Drugo, come consuetudine, dopo ogni pasto s'appisola, Cagliostro, invece, la tira per le lunghe. Lui, che pure è tipo da letargo, diventa tutto ad un tratto irrequieto, quasi che passata la botta di adrenalina della malefatta, abbia bisogno di ripetere l'esperienza. Stavolta, ad essere scassinata è la porta di casa. La maniglia cede dopo il primo vigoroso, maschio assalto, destando dal sonno Drugo che, attratto da quello che gli sembra un nuovo gioco, scansa Cagliostro seduto indifferente sulla soglia e cerca la via dell'avventura lungo le scale. Ovviamente mi precipito affannata a recuperare il fuggitivo mentre lo scassinatore resta immobile sull'uscio. Quando risalgo con Drugo in braccio, lui, con aria di sufficienza, si sposta quel tanto che basta a lasciarci passare e, senza alcuna sollecitazione da parte mia, rientra in casa.
«Volevi smammarlo?» Lo sgrido, mentre mi fissa impassibile. Poi, dopo aver chiuso a chiave la porta, puntandogli il dito contro, lo avviso: «Se lo rifai ancora sarai tu a sloggiare, capito?» Cagliostro non si scompone alla minaccia e placidamente ignorandomi s'avvia al divano sotto cui Drugo, dopo che l'ho sgridato, per prudenza s'è rifugiato e dove, nel frattempo, ha scovato una pallina che con abilità calcia e poi rincorre per la stanza, proponendosi nel doppio ruolo di attaccante e difensore. Nell'enfasi del gioco la scaglia in un angolo da cui rimbalza e finisce tra le zampe di Cagliostro, che fino a quel momento ha seguito annoiato il trambusto prodotto dall'altro, che se ne impossessa senza dar mostra di restituirla. E' nella sua area e a quanto pare non intende rimetterla in campo. Drugo, sulle prime, fraintende l'intenzione dell'altro ipotizzando la sua adesione al gioco, così rimane in attesa del rilancio, ma quando questa si prolunga, lo sollecita dapprima con brevi, amichevoli miagolii, poi, capita l'antifona tenta, con l'irruenza che gli è propria, di riprendersela e, con un'acrobazia felina, gliela soffia via, correndo sotto il letto. Cagliostro non ci sta e parte all'attacco per ritrovarsi entrambi in un turbinio rarefatto di peli sopra il letto a suonarsele di santa ragione. Cagliostro è di stazza maggiore ma l'altro non si fa intimorire, glissa le zampate e se ne frega delle soffiate, con un agile mossa lo scavalca e si catapulta a terra. La lotta continua in tutti gli angoli della casa, sopra e sotto i mobili, perfino nella lettiera dove Drugo, sconsideratamente, s'è andato ad infilare. Il rumore della sabbia che dalla cassetta travasa sul pavimento m'induce ad intervenire. Di solito non m'intrometto nelle loro faccende se non per controllare, discretamente, che nessuno dei due si faccia male e non mi distruggano casa. E' un gioco, quello della lotta...per Drugo lo è di sicuro, Cagliostro però è fumantino e credo non abbia dimenticato che una volta, in questa casa, era tutto suo, d'esclusiva proprietà perché non c'era nessun cacacazzi a fottergli i bocconcini onestamente rubati.
«Adesso basta!» Li rimprovero severa nell''intento di riportare, tra i due gladiatori, una pace seppur forzata.
Due paia di occhi color ambra mi fissano. Due code svettano.
Non capisco se è una resa o una minaccia.
«Meow». Miagola Drugo, consenziente, scrollandosi vigorosamente di dosso residui di sabbietta, che sparpaglia fin sotto la porta.
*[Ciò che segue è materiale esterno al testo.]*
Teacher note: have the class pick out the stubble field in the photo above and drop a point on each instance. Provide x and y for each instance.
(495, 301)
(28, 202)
Cagliostro, che è un aristocratico, lo guarda disgustato (se non fosse total black, giurerei di avergli visto alzare il sopracciglio), poi, con noncuranza s'avvia alla credenza della sala da pranzo.
Drugo lo segue e gli si pone a lato. Affiancati nel minuscolo spazio di una mattonella, di nuovo uniti, in attesa che io entri e apra quella credenza, per il rito della sera, quello della spartizione di uno snack
«Meow». Implora, con un vocino dolce, Drugo., guardandomi coi suoi occhi tondi da bambino.
Contrasta il silenzio di Cagliostro che per me, invece, è molto eloquente: «Ci dai il premietto di tua spontanea volontà o quando dormi dovrò forzare la credenza?»